The median age in the city was 43.5 years. 27.9% of the residents were under the age of 20; 4.3% were between the ages of 20 and 24; 20.2% were from 25 and 44; 30.3% were from 45 and 64; and 17.3% were 65 years of age or older. The gender makeup of the city was 51.9% male and 48.1% female.

===2010 census===
At the 2010 census there were 222 people in 99 households, including 61 families, in the city. The population density was 222.0 PD/sqmi. There were 106 housing units at an average density of 106.0 /sqmi. The racial makup of the city was 96.8% White, 0.5% Native American, and 2.7% from two or more races.

Of the 99 households 34.3% had children under the age of 18 living with them, 43.4% were married couples living together, 13.1% had a female householder with no husband present, 5.1% had a male householder with no wife present, and 38.4% were non-families. 34.3% of households were one person and 9.1% were one person aged 65 or older. The average household size was 2.24 and the average family size was 2.77.

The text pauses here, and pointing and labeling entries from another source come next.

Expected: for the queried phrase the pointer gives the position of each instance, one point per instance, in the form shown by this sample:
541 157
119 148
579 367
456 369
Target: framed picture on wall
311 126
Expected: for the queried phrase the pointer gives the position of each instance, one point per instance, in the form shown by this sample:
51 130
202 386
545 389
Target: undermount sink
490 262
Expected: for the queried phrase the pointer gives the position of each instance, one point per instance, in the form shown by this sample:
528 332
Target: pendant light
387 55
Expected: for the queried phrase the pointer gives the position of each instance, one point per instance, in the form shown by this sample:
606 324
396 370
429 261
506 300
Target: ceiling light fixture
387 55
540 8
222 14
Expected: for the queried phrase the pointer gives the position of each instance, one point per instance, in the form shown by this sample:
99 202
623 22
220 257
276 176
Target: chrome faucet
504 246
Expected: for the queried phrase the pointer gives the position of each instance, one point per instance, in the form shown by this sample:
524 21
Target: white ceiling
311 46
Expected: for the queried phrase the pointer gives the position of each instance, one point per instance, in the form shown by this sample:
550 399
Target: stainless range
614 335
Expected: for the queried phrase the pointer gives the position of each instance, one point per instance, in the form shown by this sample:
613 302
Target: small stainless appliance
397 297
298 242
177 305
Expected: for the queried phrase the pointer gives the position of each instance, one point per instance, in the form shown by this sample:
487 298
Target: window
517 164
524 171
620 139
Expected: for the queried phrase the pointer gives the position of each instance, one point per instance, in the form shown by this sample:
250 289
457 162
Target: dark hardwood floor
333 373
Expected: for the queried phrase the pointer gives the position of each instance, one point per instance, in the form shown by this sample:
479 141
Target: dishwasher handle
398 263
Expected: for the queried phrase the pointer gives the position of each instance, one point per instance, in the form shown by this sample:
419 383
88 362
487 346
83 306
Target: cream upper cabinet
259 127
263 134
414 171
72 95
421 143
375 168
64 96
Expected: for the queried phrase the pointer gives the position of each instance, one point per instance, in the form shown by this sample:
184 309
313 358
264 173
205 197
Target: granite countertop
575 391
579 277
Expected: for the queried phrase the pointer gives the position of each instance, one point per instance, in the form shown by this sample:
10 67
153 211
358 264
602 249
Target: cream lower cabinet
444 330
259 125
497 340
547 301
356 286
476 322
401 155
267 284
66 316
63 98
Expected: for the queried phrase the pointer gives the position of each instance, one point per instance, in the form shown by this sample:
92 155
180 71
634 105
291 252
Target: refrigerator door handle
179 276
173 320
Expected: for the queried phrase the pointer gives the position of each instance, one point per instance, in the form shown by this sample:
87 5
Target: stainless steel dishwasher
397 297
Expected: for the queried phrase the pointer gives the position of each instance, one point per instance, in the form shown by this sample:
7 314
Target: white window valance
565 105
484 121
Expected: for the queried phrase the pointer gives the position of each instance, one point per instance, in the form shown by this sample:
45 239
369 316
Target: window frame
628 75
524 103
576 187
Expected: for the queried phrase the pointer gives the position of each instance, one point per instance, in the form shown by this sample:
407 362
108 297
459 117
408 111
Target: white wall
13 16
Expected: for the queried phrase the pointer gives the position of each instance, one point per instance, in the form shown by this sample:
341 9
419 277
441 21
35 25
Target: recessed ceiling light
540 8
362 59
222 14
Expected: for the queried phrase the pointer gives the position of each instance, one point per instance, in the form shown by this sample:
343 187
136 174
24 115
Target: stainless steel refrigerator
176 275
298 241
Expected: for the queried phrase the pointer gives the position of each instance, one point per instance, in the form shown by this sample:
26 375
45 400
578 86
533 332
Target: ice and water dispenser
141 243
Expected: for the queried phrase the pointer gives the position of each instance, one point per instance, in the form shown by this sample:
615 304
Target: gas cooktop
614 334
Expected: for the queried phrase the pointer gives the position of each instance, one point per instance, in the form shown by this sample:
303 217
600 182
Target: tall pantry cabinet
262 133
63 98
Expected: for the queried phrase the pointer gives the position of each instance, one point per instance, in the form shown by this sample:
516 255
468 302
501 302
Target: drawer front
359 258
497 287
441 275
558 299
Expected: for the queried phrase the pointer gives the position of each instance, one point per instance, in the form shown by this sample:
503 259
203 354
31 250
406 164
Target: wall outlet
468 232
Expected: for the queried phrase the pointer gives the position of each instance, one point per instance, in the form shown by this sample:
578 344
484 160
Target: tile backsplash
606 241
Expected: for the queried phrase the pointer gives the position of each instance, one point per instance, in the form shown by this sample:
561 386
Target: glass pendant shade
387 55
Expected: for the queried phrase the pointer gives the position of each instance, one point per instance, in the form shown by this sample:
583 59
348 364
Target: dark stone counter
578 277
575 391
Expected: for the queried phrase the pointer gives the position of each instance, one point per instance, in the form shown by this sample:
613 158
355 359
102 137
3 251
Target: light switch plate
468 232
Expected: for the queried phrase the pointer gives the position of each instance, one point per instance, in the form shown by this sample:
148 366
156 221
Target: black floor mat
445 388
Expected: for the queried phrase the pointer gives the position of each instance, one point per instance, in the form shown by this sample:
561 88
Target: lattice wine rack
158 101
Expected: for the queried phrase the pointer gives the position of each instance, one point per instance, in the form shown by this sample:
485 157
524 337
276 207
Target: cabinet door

The median age was 39.9 years. 26.1% of residents were under the age of 18; 6.8% were between the ages of 18 and 24; 25.4% were from 25 to 44; 28.4% were from 45 to 64; and 13.5% were 65 or older. The gender makeup of the city was 50.5% male and 49.5% female.

===2000 census===
At the 2000 census there were 231 people in 101 households, including 66 families, in the city. The population density was 230.5 PD/sqmi. There were 109 housing units at an average density of 108.7 /sqmi. The racial makup of the city was 98.70% White, 1.30% from other races. Hispanic or Latino of any race were 1.30%.

Of the 101 households 33.7% had children under the age of 18 living with them, 49.5% were married couples living together, 9.9% had a female householder with no husband present, and 33.7% were non-families. 31.7% of households were one person and 12.9% were one person aged 65 or older. The average household size was 2.29 and the average family size was 2.84.

The age distribution was 26.4% under the age of 18, 10.4% from 18 to 24, 28.6% from 25 to 44, 22.9% from 45 to 64, and 11.7% 65 or older. The median age was 34 years. For every 100 females, there were 97.4 males. For every 100 females age 18 and over, there were 97.7 males.

The median household income was $39,375 and the median family income was $48,250. Males had a median income of $32,500 versus $22,917 for females. The per capita income for the city was $17,530. About 7.9% of families and 13.0% of the population were below the poverty line, including 20.8% of those under the age of eighteen and none of those sixty five or over.

==Education==
The Lake Mills Community School District operates local public schools.